Is This What a Good Strategy Looks Like?
The leaders and the consultant were both apparently very happy with their strategy. But the communications director was confused. She couldn’t tell what was most important. She couldn’t see how this was supposed to direct her own choices about what she should do at work this week, this month, or even this year. She couldn’t see how this strategy would produce results any different from what they were getting now.
She had lots of questions for me: Was this a good strategy? Or was she right in thinking that it really didn’t make sense? Or was it her? Was she misunderstanding the vision and direction embedded in the document?

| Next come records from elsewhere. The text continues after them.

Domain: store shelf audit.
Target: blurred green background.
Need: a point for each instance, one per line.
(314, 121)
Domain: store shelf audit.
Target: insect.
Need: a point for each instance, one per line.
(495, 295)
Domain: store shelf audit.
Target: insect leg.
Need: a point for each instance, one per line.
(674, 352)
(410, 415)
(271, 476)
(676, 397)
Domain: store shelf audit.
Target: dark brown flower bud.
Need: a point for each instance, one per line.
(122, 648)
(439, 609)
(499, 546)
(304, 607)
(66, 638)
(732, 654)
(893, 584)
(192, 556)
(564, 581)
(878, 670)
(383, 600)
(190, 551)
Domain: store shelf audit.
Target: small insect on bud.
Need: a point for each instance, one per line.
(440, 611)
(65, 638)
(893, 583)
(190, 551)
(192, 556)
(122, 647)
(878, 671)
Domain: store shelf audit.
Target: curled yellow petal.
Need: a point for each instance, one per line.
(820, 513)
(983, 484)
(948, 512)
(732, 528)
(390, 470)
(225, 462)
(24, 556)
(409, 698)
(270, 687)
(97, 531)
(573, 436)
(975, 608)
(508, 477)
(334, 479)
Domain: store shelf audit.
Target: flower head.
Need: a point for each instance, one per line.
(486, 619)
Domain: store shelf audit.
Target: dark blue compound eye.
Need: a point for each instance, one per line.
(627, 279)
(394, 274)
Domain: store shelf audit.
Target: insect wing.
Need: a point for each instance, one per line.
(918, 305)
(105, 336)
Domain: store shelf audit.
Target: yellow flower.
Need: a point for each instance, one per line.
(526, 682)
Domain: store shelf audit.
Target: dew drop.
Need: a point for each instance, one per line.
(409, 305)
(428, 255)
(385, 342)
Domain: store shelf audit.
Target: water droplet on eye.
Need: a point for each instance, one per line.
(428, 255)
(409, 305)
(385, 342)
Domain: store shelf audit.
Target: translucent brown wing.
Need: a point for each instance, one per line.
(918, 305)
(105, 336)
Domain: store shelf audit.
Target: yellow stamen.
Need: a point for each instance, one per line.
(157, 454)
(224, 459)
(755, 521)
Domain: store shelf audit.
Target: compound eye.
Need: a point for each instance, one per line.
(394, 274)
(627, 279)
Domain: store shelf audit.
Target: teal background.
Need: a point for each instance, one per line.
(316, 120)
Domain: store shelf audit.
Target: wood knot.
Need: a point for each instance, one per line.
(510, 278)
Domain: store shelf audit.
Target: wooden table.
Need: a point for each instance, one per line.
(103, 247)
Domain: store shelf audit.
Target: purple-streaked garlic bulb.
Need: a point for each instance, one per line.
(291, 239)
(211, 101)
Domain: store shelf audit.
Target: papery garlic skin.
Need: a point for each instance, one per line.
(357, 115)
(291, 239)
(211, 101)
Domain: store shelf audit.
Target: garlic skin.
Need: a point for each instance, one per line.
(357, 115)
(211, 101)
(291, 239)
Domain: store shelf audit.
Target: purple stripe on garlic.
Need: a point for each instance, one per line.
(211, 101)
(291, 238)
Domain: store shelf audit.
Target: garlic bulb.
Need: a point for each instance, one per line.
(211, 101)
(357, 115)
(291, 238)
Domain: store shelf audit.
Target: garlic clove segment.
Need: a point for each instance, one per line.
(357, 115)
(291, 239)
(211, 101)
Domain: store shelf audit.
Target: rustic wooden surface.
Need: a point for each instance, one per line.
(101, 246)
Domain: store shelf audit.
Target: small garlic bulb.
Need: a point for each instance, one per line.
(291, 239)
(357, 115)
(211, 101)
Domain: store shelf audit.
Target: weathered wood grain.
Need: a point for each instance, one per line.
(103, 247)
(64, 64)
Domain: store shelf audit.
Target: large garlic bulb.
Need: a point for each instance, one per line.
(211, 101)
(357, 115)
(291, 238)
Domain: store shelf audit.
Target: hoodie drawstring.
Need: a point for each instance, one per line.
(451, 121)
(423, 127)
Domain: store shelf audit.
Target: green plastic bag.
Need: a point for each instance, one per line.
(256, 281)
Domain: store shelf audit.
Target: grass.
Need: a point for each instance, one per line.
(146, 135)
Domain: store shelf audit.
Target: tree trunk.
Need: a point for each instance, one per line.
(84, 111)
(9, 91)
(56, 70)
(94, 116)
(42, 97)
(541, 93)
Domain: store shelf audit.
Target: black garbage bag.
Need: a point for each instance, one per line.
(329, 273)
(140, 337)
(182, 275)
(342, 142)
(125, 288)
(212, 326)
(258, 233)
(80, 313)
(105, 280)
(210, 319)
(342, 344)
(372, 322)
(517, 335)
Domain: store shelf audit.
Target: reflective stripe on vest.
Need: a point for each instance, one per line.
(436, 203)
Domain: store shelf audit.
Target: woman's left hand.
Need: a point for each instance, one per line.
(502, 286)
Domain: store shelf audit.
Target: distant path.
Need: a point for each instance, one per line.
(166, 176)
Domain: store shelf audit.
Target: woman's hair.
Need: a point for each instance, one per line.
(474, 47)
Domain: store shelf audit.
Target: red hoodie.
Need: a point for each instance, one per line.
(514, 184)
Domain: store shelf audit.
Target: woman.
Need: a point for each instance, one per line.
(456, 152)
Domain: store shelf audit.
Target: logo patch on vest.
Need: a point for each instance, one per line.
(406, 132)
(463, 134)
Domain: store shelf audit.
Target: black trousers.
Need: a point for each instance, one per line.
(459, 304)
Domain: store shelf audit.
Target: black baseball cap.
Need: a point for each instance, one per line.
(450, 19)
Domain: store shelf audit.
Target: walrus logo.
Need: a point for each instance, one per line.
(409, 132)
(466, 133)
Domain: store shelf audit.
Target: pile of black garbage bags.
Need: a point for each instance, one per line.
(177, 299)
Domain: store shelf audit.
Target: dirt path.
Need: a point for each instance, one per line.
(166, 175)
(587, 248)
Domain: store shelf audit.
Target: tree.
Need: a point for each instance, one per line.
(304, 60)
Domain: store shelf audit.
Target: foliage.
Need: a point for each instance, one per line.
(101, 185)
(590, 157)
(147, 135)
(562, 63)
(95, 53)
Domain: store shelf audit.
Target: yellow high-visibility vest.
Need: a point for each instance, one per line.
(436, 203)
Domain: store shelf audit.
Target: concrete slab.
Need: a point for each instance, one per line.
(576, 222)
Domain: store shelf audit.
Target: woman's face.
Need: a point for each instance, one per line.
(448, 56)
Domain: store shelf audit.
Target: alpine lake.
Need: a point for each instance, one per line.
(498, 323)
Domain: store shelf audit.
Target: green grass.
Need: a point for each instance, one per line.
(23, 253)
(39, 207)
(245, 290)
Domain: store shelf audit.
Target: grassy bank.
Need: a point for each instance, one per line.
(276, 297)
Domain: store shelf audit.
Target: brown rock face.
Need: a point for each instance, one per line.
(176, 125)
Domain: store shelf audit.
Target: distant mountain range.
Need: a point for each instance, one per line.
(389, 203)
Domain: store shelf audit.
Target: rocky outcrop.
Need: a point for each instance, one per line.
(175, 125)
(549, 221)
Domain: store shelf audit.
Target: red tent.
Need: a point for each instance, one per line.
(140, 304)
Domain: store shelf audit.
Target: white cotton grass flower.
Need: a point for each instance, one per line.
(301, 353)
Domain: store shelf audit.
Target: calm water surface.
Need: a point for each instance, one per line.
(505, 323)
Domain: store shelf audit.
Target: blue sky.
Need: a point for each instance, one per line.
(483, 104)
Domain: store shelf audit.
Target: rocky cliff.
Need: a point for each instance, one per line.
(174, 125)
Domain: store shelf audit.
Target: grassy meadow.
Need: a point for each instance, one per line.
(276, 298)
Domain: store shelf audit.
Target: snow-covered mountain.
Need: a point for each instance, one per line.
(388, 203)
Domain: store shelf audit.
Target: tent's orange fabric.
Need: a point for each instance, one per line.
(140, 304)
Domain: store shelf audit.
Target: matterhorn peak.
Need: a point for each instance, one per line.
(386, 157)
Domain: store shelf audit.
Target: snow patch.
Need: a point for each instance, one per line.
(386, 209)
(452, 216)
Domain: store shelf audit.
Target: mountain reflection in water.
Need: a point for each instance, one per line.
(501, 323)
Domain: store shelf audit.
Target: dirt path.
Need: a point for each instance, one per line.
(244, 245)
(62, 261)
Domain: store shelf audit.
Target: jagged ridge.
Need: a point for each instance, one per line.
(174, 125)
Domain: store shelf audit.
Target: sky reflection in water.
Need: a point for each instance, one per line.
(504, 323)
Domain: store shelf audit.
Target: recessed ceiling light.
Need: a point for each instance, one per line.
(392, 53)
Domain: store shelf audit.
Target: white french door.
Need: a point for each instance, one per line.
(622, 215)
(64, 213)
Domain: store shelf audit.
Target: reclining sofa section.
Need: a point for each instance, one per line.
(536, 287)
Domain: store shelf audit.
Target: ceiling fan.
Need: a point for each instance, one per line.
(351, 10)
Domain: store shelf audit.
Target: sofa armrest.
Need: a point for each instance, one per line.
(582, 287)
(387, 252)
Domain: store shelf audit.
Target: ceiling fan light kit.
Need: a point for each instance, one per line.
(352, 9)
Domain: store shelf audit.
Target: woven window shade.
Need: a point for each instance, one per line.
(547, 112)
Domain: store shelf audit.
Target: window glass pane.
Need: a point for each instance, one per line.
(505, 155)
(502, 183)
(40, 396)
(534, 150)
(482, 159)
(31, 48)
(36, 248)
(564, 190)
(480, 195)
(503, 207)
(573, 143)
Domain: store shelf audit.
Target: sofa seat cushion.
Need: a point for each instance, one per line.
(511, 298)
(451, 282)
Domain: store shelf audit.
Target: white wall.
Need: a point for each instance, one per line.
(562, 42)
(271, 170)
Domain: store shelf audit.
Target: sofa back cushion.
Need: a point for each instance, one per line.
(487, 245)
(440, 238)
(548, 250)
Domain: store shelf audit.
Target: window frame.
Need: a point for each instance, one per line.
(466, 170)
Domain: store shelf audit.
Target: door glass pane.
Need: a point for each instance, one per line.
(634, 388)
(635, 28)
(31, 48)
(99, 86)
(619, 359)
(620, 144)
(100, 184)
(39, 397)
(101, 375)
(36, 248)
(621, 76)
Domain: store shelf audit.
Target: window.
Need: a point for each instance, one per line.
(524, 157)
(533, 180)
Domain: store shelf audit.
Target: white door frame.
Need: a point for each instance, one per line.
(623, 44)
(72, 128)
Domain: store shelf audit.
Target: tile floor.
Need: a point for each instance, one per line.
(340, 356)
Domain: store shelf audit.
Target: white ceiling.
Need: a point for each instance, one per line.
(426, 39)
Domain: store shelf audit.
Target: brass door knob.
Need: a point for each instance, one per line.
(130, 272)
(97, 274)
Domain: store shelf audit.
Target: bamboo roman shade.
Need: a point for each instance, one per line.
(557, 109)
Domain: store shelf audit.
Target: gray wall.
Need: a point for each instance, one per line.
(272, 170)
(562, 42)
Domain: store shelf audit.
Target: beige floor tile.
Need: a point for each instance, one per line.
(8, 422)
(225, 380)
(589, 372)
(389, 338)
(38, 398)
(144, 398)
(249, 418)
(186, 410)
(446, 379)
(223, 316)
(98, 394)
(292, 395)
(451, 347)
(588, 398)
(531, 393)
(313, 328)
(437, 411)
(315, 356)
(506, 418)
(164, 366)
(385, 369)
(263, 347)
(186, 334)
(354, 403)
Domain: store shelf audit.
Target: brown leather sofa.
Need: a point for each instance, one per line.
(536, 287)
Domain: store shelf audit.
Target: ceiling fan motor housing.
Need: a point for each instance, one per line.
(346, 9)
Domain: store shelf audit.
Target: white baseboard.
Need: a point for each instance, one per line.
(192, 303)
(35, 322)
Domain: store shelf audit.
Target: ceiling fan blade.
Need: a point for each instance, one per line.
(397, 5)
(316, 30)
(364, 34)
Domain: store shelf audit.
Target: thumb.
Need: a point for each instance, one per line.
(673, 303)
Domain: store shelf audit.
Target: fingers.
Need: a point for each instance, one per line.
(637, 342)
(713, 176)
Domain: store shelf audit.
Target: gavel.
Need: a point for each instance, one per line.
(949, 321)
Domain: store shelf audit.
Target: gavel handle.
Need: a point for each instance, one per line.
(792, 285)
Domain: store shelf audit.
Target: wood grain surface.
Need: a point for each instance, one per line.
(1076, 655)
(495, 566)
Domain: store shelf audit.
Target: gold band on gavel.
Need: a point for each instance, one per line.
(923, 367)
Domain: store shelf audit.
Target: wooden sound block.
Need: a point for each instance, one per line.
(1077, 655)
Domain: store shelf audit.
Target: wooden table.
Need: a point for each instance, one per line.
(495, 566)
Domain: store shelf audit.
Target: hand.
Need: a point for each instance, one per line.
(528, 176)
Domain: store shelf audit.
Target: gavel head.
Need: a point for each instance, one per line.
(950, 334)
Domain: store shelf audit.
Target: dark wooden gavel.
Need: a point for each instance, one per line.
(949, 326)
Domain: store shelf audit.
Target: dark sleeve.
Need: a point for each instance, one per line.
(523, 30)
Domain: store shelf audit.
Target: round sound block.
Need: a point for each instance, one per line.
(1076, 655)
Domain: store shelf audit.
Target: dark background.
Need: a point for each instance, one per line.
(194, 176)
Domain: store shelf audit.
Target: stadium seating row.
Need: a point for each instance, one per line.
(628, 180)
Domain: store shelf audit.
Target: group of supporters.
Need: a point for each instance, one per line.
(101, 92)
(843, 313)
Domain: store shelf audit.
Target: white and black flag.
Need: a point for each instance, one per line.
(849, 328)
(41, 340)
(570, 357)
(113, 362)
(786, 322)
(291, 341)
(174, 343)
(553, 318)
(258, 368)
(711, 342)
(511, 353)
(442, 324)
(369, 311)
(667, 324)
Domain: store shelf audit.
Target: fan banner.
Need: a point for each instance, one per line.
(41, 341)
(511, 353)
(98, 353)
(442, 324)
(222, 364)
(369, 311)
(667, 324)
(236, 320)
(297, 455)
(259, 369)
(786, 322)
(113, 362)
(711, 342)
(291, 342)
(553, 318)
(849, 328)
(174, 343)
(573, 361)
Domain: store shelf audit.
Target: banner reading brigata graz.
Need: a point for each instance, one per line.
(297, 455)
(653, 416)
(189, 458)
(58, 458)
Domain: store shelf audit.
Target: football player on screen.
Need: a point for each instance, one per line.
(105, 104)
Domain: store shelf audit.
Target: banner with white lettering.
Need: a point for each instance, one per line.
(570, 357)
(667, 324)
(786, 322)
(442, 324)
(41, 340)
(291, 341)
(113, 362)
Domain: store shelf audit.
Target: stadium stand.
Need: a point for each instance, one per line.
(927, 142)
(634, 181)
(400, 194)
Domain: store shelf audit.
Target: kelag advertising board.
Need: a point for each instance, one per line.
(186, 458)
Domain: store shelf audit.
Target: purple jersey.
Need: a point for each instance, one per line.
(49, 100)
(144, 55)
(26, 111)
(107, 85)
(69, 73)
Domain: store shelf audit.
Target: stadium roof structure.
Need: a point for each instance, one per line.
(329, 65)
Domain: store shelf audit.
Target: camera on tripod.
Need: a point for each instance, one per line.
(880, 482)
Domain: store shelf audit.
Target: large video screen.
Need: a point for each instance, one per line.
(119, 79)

Was her own frustration about not being included as the strategy was developed clouding her judgement about the quality of the consultant’s work?
No Strategy to Be Found . . .
I assured her (in my typical blunt way) that the so-called strategy was a load of crap. I commended her for pushing back and asking hard questions of her leaders and the consultant. I encouraged her to continue to challenge the lack of strategy and leadership on display, albeit in a more diplomatic way than using my description.
Anyone with a bit of knowledge or experience can brainstorm a bunch of ideas and put them into tables, throw in some bold here and there, and label it a strategy. And charge thousands for it. But that doesn’t make it so.
The process of developing a real strategy includes looking at all the possible things you could do to achieve your goals, which themselves must be limited, clear, and specific. But it doesn’t stop there! It winnows those options down to the tight combination that is most likely to produce the best results — to the things you will do, backed up with adequate staffing and budgets. It prioritizes, which means saying Item #1 is more important than Item #2, and those are both more important than Item #3.
As Harvard professor and leading expert on competitive strategy Michael Porter says, “Strategy 101 is about choices: You can’t be all things to all people. Strategy is about making choices, trade-offs; it’s about deliberately choosing to be different.”
No Leadership to Be Found . . .
So who makes those hard choices in the strategy? A good consultant can certainly frame them and queue them up, but the organization’s leaders need to actually make those decisions. Failing to choose, failing to prioritize, failing to say Yes to some, but more importantly No to most is a failure of leadership. It’s hard — really hard! — to say No to good ideas, but that’s what’s required to pursue the great ideas. That’s leadership.
Ask for the Choices to Be Made, or Make Them Yourself
And it’s not unreasonable for staff to expect real strategy and real leadership from their executive directors and boards. If you aren’t getting that, make your own choice to be bold and ask for it. And if that doesn’t work, be even bolder and make those hard choices yourself.